A phase 2 trial of Quark Pharmaceuticals’ RNAi candidate QPI-1002 has met its primary endpoint. The p53 gene-targeting siRNA cut the rate of acute kidney injury (AKI) in patients following cardiac surgery, setting Quark up to advance the Novartis-partnered drug.

Investigators enrolled 341 adults at high risk of AKI in the trial and randomized them to receive either QPI-1002 or placebo after undergoing cardiac surgery. Participants received a single dose of the experimental drug and were monitored over the next five days for signs of AKI as defined by the RIFLE classification. Quark predicted QPI-1002 would stop the emergence of AKI by temporarily cutting expression of p53, a stress-response gene that can lead to cell death.

The Fremont, CA-based RNAi specialist now has data to back up its prediction. Incidence of AKI was significantly lower among patients who received QPI-1002, resulting in the trial hitting its primary endpoint. Quark said the data show QPI-1002 affects all its predefined patient subgroups, which include people with chronic kidney disease, diabetes and those who were at particularly high risk owing to the multiple cardiovascular surgical procedures they underwent.

Quark also said the trial met multiple secondary endpoints. The only secondary endpoint listed on ClinicalTrials.gov is the proportion of subjects who died, needed renal replacement therapy or had a 25% or more reduction in serum creatinine based estimated glomerular filtration after 90 days. 

The biotech is yet to break out the numbers to show how much better than placebo QPI-1002 performed against any of the endpoints. Those numbers will shape the level of interest in the drug as it heads through development. But, when coupled to a comparable safety profile to placebo, whatever Quark has seen is positive enough for it to talk up advancing the candidate.

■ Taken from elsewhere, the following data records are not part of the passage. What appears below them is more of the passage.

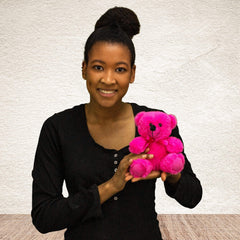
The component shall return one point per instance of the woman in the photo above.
(87, 146)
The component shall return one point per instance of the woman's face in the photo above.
(108, 73)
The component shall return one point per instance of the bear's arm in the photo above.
(138, 145)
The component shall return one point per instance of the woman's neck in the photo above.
(101, 115)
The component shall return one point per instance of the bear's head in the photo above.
(155, 125)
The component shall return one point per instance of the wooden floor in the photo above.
(173, 227)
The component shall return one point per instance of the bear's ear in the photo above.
(138, 117)
(173, 121)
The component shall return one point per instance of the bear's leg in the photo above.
(140, 167)
(173, 163)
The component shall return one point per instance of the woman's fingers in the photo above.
(152, 175)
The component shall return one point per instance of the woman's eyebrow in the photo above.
(119, 63)
(98, 61)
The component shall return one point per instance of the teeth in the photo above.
(106, 91)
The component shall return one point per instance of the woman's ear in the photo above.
(84, 69)
(132, 78)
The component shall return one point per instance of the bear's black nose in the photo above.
(152, 127)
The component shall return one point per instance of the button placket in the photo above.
(115, 162)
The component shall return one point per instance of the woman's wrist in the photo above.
(173, 179)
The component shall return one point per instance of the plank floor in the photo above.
(173, 227)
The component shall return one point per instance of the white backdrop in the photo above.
(187, 64)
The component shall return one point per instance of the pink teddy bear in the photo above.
(155, 129)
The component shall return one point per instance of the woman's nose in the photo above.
(108, 78)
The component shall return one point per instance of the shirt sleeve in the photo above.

That represents a boost for Quark and QPI-1002, the progress of which has stuttered at points. A phase 2 trial of the drug missed its primary endpoint in 2014 after it cut the risk of delayed graft function by 15% compared to placebo. The threshold for success was 30%.

Novartis was due to decide whether to opt-in to the program within 90 days of getting a look at those data. But the Swiss Big Pharma ultimately amended the terms of the $680 million agreement to push back the decision date to the end of a phase 3 trial in delayed graft function. That clinical trial is currently enrolling patients with a view to delivering data in 2019. The primary endpoint is number of dialysis sessions, not incidence of delayed graft function.

Quark is now positioned to push deeper into the clinic in AKI, too. Surgeons currently lack effective ways to prevent AKI following cardiac procedures, resulting in about 30% of patients suffering such complications. AKI increases the risk of death during hospitalization. The risk is particularly acute for the small proportion of patients who require renal replacement therapy.